HashMap- Collision handling using chaining and open addressing

A HashMap is a datastructure which links a key to the value. For example key can be employee id and value might be employee details. The definition actually is true for any map, a hash map adds the functionality of hashing to a simple key-value map. A hash function maps a key to a particular bucket (we can think of it as array position) to add value. For example, if employee id is unique, a good hash function would simply return employee id itself as key. But in case, we are trying to use employee name as key, we might need a better hashing function to generate a bucket id based on employee name.

As we can see from above example, if we do not choose a good hash function, we might not be able to get unique bucket ids for every key. So multiple keys might actually return same bucket id. This causes a collision.

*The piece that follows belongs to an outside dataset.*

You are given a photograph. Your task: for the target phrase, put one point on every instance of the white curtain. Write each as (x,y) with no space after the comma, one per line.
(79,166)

There are 2 important ways to handle collisions

Separate Chaining: In this technique, we create a list inside each bucket to store the objects in case one bucket needs to handle multiple objects. For example, say keys Dave and David returns same hash say bucket number 4 (or array index 4), we would create a linked list in bucket four and store both elements in the list. The advantage is that we can infinitely grow this list (provided no space concerns) and handle any level of collisions.

Open Addressing:
In this technique, if in case say two keys generate same hash, the first one would be stored at the hash position, and the other one(s) would be stored at next best position. There are again multiple ways to find the next best position. Here are 2 simple ones

Linear Probing: Simply look for next empty space in array. For previous example, say David has a hash value 4, and we found that position 4 is already filled, we will simply look for next empty position, say 5 is empty, we will save David’s object in 5 or if 5 is also booked we will move on to 6 and so on.

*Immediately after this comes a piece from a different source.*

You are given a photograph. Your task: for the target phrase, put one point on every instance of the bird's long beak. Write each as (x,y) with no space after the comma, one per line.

Double Hashing: Going to previous example, if we found bucket 4 is full, instead of simply looking for next empty position, we will invoke a new hash function and add the returned number to initial bucket number. Say input David returned 16 from second hash function, we will try to insert the object at 4+16 i.e. 20th position. If 20th position is also filled, we will move to 20+16 i.e. 36 and so on.

Worst case Analysis

The performance of a hashmap usually depends on the hashing function. For example, say we have <=1000 objects and we create a map with 1000 entries. The perfect hashing function would map each entry to a unique entry in the map. In such a case we will have addition, deletion and search at worst case as O(1). Similarly, if we choose a worse hash function, which lets say maps each key to a single bucket (say a dumb hash function return 10, no matter what the input is), we will end up with a worst case search of O(n). Because of the above reason, we cannot guarantee a worst case performance for a hashmap, and hence a Binary Search Tree or a Red Black tree would sometimes be preferred in performance critical operations, as we can guarantee a max search time. Separate Chaining vs Open Addressing An obvious question is that which collision handling technique should be used. Both has its advantages. As a thumb rule, if space is a constraint and we do have an upper bound on number of elements, we can use open addressing. The advantage with Separate chaining is that it can grow indefinitely (if space is available).